Article illustrative image Partner logo Merkel and Netanyahu

BERLIN - Benjamin Netanyahu tried to be a polite guest. That’s why, when he visited the Federal Chancellery, he was careful to play down his disappointment with Angela Merkel. But the Israeli Prime Minister only made it worse.

He said: "I think Chancellor Merkel was of the opinion that this vote would in some way foster peace. In fact the opposite is the case: after the UN vote, the Palestinian Authority under president Abbas is making plans to join with the terrorists of Hamas." From Netanyahu’s standpoint, then, Germany’s Middle East policy is well intentioned but seriously naive. That’s no compliment for Merkel.

The Chancellor’s policy with regard to Israel and the Palestinians has solid foundations. Now and again, however, what’s built on those foundations wobbles a little.

On the one hand, more than once Merkel has rightly said that after the Holocaust "the security of Israel is part of the 'raison d'etre' of the Federal Republic of Germany." That’s why she made no judgment on Israel’s recent war on Hamas rockets. The Chancellor supports a two-state solution to solve the conflict with the Palestinians and makes no bones about the fact that Israel’s settlement policy does not serve this aim.

On the other hand, however, Merkel’s position as reflected by the German delegation at the UN General Assembly is not entirely on the mark, because in early 2011 she assured Netanyahu that Germany would not recognize a unilateral recognition of a Palestinian state.

Observer status certainly isn’t the equivalent of statehood, but what Merkel was saying was that she didn’t believe that one-sided dealings on the part of the Palestinians would further the peace process. By this logic, the Germans should have voted "No" at the UN. So Netanyahu’s not entirely wrong in his disappointment.

However: if the laws of logic are to prevail in the Middle East conflict, so profoundly irrational in many ways -- then Netanyahu has the greater problem.

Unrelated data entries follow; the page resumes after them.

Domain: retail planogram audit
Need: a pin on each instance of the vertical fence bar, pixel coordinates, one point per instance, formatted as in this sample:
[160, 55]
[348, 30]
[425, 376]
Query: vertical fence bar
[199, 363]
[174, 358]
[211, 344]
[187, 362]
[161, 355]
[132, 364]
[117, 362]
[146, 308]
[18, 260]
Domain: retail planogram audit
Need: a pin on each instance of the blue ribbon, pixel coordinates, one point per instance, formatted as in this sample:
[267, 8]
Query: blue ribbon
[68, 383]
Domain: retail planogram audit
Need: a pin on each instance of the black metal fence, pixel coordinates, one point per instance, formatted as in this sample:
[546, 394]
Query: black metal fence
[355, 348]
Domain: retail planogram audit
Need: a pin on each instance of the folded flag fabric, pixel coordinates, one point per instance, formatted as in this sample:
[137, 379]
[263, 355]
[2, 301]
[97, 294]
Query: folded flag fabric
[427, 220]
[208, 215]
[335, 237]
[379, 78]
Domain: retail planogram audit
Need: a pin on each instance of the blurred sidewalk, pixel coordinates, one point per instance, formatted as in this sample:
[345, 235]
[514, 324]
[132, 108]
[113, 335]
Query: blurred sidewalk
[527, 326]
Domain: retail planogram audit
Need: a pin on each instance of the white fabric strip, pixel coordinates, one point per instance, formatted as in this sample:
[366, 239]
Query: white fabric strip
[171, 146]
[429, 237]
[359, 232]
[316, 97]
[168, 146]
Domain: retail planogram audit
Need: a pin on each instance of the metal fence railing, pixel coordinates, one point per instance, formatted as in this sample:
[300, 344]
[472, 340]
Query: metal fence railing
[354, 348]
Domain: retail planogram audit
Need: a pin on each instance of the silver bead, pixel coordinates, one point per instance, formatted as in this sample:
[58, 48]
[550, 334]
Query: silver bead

With a vengeance he lets the building of settlements go ahead all the while claiming that they are only being built on land that, if peace is achieved, would belong to Israel anyway.

Germany’s “naiveté” in the UN vote doesn’t change much of anything; but Netanyahu’s “naiveté” on the subject of the settlements is a matter of difficult-to-undo fact.

Despite everything: the German-Israeli relationship remains a special one. To justify criticism of Israel, the argument is often used that among friends speaking openly is a proof of closeness. If that’s true, then it also holds true that Germany cannot, like many other Europeans, turn away when the frankness doesn’t have any effect. However difficult that may be.